Thanks a ton Noodle. You answered everything to a tee, much appreciated. And thanks for that bit on Marcato, Solodini. I wanted to know what that and those "f"s and other little markings are on music notation.


----------



## Mr. Big Noodles (Jun 2, 2015)

"f" means "forte," which for our purposes means "loud." "p" means "piano," or "soft," or "quiet" if you prefer. ff is fortissimo, which means really loud, fff is fortississimo, which means really really loud, ffff means fortissississimo, which means really really REALLY loud, and so on. pp is pianissimo, which is really quiet, and ppp is pianississimo, and this trend continues on down to pppp and beyond. mf is "mezzo forte," or "medium loud," which is somewhere between p and f. mp, "mezzo piano," is also between p and f, but a little quieter than mf. These are all called "dynamics" and they run along a continuum:

... pppp ppp pp p mp mf f ff fff ffff ....

There are two expressions related to changing dynamics, called "crescendo" (abbreviated "cresc."), which is a gradual increase in volume, and "diminuendo" ("dim."; sometimes this is erroneously called "decrescendo" and abbreviated "decresc."), which is a gradual decrease in volume. These expressions are also equated to symbols that we colloquially call "hairpins."






In this passage, there is a mf dynamic, then a crescendo indicated by that wedge thing opening up (<) and then a diminuendo indicated by the wedge closing (>). The overall effect is a swell in volume, then return to the original volume.

It's a good idea to have a dynamic at the beginning and end of a crescendo or diminuendo, so the player knows where to start and where they should end up.






There is one more dynamic that you'll see in twentieth century music, "n", which means "niente," or "nothing," is either "as quiet as possible" (also expressed "p possible") or literally zero volume. In the case of the latter, it is usually attached to an expression, as in "diminuendo al niente" ("gradually decrease volume to nothing") or "dal niente" ("from nothing," which is sort of like saying "crescendo from nothing").
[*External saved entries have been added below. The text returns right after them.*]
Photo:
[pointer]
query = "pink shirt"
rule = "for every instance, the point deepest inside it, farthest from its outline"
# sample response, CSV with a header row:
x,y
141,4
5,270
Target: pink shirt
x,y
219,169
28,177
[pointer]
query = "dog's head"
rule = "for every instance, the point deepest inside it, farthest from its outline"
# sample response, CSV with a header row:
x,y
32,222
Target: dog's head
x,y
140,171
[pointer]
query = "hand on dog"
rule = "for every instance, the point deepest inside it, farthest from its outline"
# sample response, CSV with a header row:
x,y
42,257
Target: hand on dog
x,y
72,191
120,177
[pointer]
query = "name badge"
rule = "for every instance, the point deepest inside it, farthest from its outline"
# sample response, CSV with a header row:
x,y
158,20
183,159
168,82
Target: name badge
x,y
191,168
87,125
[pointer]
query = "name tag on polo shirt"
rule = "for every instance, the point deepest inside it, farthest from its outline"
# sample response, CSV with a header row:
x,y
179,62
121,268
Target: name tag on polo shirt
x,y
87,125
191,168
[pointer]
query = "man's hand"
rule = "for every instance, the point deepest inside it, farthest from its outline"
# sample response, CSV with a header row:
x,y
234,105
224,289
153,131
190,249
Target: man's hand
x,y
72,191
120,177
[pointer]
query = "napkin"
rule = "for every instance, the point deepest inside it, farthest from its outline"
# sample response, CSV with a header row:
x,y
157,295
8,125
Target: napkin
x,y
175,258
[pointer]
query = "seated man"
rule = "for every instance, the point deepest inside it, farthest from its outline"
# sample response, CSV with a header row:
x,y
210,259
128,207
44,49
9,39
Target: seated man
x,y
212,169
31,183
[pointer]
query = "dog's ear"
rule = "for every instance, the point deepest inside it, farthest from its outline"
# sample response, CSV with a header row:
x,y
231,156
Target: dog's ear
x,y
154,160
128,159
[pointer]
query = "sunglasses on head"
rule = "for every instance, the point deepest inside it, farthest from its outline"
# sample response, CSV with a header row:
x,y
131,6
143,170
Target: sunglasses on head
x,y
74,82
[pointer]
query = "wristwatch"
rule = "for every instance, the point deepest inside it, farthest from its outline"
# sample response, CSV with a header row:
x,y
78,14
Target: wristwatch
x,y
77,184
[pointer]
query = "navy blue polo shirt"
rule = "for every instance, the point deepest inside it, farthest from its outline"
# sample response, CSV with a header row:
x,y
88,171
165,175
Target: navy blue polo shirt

By the way, all of the dynamics in your OP are questionable. Normally, there is a bit of space between dynamics, and they're linked to a phrasic idea of some sort. In the second measure, going from mf (the last dynamic of the previous measure) to f to mp all within the first beat is a little unbelievable, and then going back to f and mp in the very next two notes is even less believable. This seems less like a representative use of dynamics and more like micromanaging the MIDI. It is better to use articulations and accents to convey musical changes that apply to a single note.






These are the most common articulations. The accent and marcato are the same, except marcato gets a little more emphasis. Staccato and staccatissimo are the same, except staccatissimo is even shorter than staccato. Some articulations can be combined, like in the second measure. I don't know any names for these, but I might say "staccato accent," "detached," and "tenuto accent". Bowed string players have a billion more articulations, like "louré" and "spiccato".

The only case where I would expect to see a bunch of dynamics written into a small space on a score would be in a total serial piece, such as Messiaen's "Mode de valeurs et d'intensités," wherein every note has its own dynamic level.


----------